Smith didn't see his digital clone until eight months after shooting, he says.

" (It was) shocking and a little bit scary to see a shot of my younger self," he recalls.

Lee has been a filmmaker for over three decades, but he says he still has much to learn.

He says making Gemini Man was like going back in time to study new cinematography as someone willing to do what it takes to develop filmmaking.

One limitation of the techniques used in the film is that only 30 screens installed with the Cinity system, developed by Chinese company Huaxia Film Distribution, can release the original 3D, 120-frame version. The number is scheduled to increase to nearly 50 by the end of October and around 100 by the end of 2019.

The current number may seem small compared with the 65,000 screens in urban China.

But it's a leap from 2016, when only two cinemas-in Beijing and Shanghai, respectively-could show the 120-frame-per-second version of Lee's first high-frame-rate film, Billy Lynn's Long Halftime Walk.
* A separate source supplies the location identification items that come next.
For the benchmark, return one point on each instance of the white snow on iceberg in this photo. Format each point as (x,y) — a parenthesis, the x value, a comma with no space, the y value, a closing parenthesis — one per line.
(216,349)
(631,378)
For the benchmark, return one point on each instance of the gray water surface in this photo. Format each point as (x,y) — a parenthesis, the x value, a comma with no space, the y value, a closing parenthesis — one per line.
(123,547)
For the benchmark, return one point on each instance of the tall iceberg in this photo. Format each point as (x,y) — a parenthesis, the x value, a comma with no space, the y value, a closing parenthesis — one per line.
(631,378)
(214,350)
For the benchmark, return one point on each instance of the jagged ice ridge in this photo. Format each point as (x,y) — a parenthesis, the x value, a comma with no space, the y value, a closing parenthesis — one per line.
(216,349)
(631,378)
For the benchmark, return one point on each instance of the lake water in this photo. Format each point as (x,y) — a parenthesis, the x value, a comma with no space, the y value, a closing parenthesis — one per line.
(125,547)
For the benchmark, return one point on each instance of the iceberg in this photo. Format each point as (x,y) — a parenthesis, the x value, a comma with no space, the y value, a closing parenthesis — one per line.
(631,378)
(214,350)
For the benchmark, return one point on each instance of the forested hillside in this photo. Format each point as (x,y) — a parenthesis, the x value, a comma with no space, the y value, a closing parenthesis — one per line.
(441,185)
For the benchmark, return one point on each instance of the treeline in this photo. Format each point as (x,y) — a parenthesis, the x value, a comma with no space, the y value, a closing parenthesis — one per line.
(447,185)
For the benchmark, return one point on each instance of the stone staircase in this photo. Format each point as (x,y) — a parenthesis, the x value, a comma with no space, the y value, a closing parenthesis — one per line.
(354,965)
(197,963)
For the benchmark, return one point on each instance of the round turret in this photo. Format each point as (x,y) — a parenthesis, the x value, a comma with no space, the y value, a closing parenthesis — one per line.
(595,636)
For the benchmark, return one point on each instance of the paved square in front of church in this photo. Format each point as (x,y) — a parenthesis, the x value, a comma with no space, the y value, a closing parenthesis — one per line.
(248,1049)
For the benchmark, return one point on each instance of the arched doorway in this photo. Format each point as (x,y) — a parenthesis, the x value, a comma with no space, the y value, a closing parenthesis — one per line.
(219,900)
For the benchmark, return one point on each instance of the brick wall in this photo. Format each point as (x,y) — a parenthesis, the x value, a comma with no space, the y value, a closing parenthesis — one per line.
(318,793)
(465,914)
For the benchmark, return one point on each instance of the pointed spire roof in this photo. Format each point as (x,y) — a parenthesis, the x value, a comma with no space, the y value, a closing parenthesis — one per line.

Lee reveals he's considering making a Chinese-language film and that scriptwriting has already started.

"Chinese culture makes me up. I can't hide that, even when shooting Western stories," Li said during the film's Beijing premiere screening on Saturday.

"So, I have a complicated feeling-excited, yet a bit shy-to return to my hometown … I'm expecting Gemini Man will have a good performance in China."